The code loaded two different QA systems. The extractive system (RoBERTa on SQuAD) scanned the context, found token positions for 'Paris', and returned exact span coordinates with confidence. The generative system (FLAN-T5) ingested the question and context as a prompt, ran the decoder autoregressively to produce 'Paris is the capital of France.': a complete sentence the model constructed, not found. The extractive answer is guaranteed to be a substring; the generative answer may reformat or synthesize.
Common gotcha
Developers assume generative QA is 'better' because it sounds more human. In reality, generative QA will confidently hallucinate an answer that sounds plausible but doesn't exist in your documents. Extractive QA can return an empty/low-confidence result if the answer isn't there: which is honest.
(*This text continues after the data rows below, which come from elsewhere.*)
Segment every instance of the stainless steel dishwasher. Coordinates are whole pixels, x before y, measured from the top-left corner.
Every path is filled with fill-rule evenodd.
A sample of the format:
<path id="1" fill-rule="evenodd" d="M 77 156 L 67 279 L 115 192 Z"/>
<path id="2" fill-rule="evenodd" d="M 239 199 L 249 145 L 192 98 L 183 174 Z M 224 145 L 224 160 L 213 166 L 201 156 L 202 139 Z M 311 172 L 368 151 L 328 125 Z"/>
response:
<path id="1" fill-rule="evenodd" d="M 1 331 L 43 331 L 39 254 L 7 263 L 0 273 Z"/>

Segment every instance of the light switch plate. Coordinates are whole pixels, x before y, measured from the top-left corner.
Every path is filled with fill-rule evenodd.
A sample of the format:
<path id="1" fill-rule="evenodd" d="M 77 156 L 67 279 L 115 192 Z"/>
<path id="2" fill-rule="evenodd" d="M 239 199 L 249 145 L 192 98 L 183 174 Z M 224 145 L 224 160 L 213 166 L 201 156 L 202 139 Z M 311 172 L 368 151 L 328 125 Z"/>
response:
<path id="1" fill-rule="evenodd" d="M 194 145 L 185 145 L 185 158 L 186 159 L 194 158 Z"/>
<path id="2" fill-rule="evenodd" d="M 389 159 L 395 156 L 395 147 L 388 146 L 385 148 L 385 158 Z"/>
For regulated use cases (finance, legal, medical), extractive + source attribution is safer. For open-domain QA, generative is necessary but requires guardrails.
Error recovery
ValueError: Token indices sequence length is longer than the maximum (512)RuntimeError: Expected all tensors to be on the same deviceAttributeError: 'NoneType' object has no attribute 'to'Experienced dev note
In transformers 4.x, you could get away with pipeline('question-answering') without pinning a model and it would download a default. In 5.5.x, this is discouraged: always pass explicit model name. More importantly: measure extractive QA on your actual documents first (it's 50-100x faster). Many teams jump to generative because it 'feels' smarter, spend months on prompt engineering, then realize extractive would have solved it in a week. Extractive also lets you version-control which span is the answer (for debugging); generative answers are black-box token sequences.
Check your understanding
You have a customer-support QA system where answers must always be traceable to your company's knowledge base (for compliance). You notice generative QA sometimes returns answers that sound right but don't appear in your documents. Why is this happening, and which approach should you switch to?
Show answer hint
A correct answer explains that generative models construct tokens autoregressively and can hallucinate plausible text outside the training/context distribution. Extractive QA is required here because it constrains answers to the knowledge base by design: it can only select spans that exist, making it auditable. The key insight is that 'making sense' and 'being grounded' are different properties.